Mr Key said he expected media to become more hostile if he won a third term in Government.
"History shows you it's even more aggressive."
On Newstalk ZB this morning, Mr Key accused the New Zealand Herald of adopting a tabloid format to bolster sales.
"They have decided they need to stop their circulation from falling, or at least try and maybe go up - so they have a new editor, and the editor has turned the front page of the paper into a pretty sensational sort of front page and that's a deliberate strategy to get more sales at the dairy.''
Mr Key said the front page was "always one story, fairly sensational, and then the rest of the paper is a bit more traditional Herald, still a bit aggressive.
"They have brought David Fisher over from the Herald on Sunday, he's an investigative journalist, so called, Shayne Currie is now the editor and not Tim Murphy, and so they've got a completely different approach and they are doing that to stop the decline in sales."
Mr Key blamed increased criticism of his Government on media becoming antagonistic in their second term.
"That's just what happens, the pressure comes on Governments more because the media become more antagonistic, it just is what it is.
"I don't mean that as a complaint, I'm not moaning about it, it's just a statement of fact."
Herald editor-in-chief Tim Murphy, via Twitter, dismissed Mr Key's comments as "a 2nd term thing''.
Mr Murphy recalled that former Prime Minister Helen Clark accused the Herald of a "tabloid beat-up over, of all things, the $11b leaky buildings scandal. Plus ca change ...''
"Lange called us a #%^& tabloid in celebrated msg to editor's landline in '89. Bolger, Clark also dark. A 2nd term thing."
And he added: "Next up, PMs start talking about themselves in 3rd person. Always happens.''
Mr Key appeared on talkback host Leighton Smith's show after cancelling his weekly interview with TV3's Firstline this morning, without giving a reason, according to host Rachel Smalley on Twitter.
During his appearance on Smith's show, Mr Key also commented on the controversy over Kim Dotcom's donations to John Banks' Auckland mayoralty campaign fund, claiming Mr Dotcom was speaking out because he was angry with Mr Banks.
"He's angry with John Banks because we didn't approve the purchase of his property.

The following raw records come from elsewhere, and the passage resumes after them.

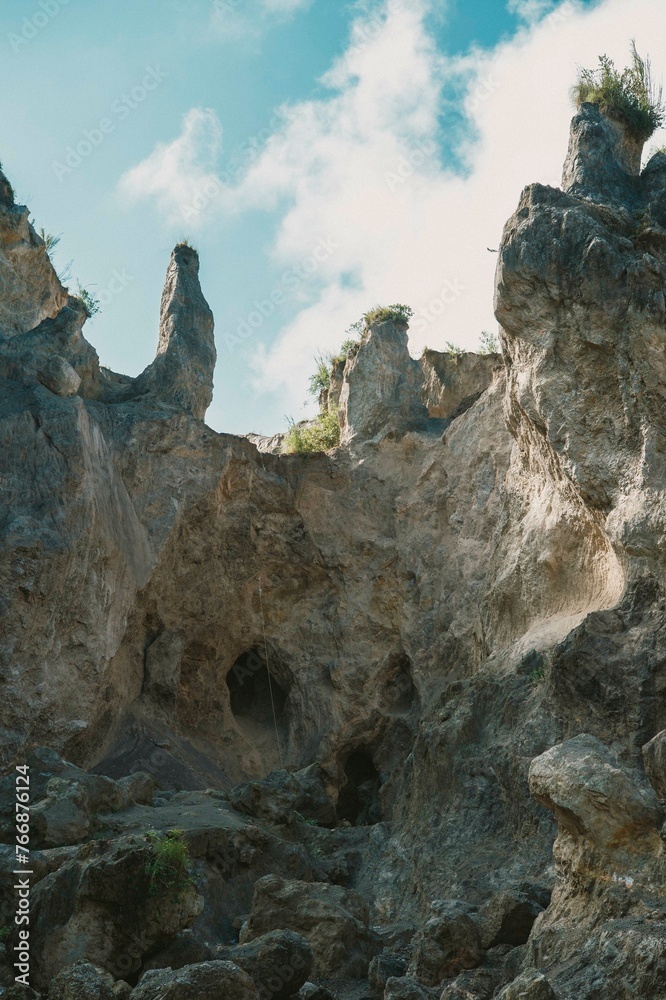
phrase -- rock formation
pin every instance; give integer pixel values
(404, 699)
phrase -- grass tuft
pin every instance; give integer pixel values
(629, 97)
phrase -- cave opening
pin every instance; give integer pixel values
(258, 700)
(358, 802)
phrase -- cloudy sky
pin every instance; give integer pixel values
(324, 156)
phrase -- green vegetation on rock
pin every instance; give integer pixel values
(321, 434)
(168, 869)
(629, 97)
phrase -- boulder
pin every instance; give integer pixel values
(310, 991)
(473, 984)
(278, 962)
(530, 985)
(20, 992)
(509, 917)
(592, 795)
(57, 374)
(103, 908)
(404, 988)
(385, 966)
(205, 981)
(448, 943)
(451, 383)
(334, 921)
(66, 799)
(282, 794)
(30, 289)
(63, 816)
(82, 981)
(654, 760)
(185, 949)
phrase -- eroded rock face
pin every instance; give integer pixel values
(333, 920)
(593, 796)
(206, 981)
(31, 290)
(182, 373)
(381, 385)
(422, 616)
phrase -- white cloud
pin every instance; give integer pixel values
(176, 172)
(359, 166)
(530, 10)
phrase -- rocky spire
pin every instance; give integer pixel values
(382, 385)
(603, 160)
(182, 372)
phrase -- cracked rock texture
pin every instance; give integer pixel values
(443, 641)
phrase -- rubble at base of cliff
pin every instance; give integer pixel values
(387, 721)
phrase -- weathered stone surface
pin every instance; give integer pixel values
(332, 919)
(185, 949)
(310, 991)
(279, 962)
(205, 981)
(20, 992)
(654, 759)
(100, 908)
(279, 796)
(529, 986)
(603, 160)
(509, 917)
(81, 981)
(58, 375)
(452, 383)
(591, 795)
(385, 966)
(448, 944)
(435, 606)
(381, 386)
(404, 988)
(29, 287)
(182, 373)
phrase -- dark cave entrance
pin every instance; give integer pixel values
(358, 802)
(258, 701)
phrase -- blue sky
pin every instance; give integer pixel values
(323, 157)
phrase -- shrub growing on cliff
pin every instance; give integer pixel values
(321, 377)
(488, 343)
(629, 97)
(398, 313)
(90, 302)
(167, 869)
(323, 433)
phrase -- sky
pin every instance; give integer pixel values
(324, 157)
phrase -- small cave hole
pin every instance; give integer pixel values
(400, 692)
(358, 802)
(258, 700)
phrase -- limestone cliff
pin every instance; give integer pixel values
(441, 643)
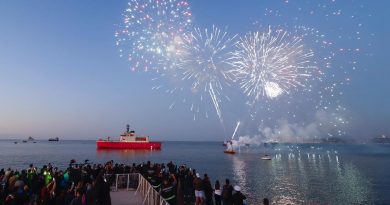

I have never met the guy,'' said Key.
And he reiterated his support for Mr Banks.
"I don't need to know all the ins and outs and I don't because all I need is a clear assurance he hasn't broken the law.
"The Local Electoral Act, which is the act that governed taking of donations for the mayoral campaign is a very liberal and loose act.''
He also commented on the proposed SkyCity convention centre.
"When I came in as the incoming Minister of Tourism in 2008 they said to me 'build more infrastructure', if you want to take lumps out of tourism, the peaks and troughs, build a convention centre and other infrastructure.''
Mr Key says of the five deals received through an expression of interest, four asked the Government to pay for the entire construction.
"SkyCity said 'here's a deal where we get more pokie machines and other minor changes to our license in return for no cash injection'.''
According to the Prime Minister, reaction before the election was positive - including from Labour.
"Now they're trying to change the argument and say 'it's about problem gambling'.''
He said he believed people would gamble on the internet if there were no pokie machines.
Mr Key defended criticism of his party's tax cuts and said New Zealand had made strides to close the gap between rich and poor, with an 11 per cent increase in after-tax wages since National was elected.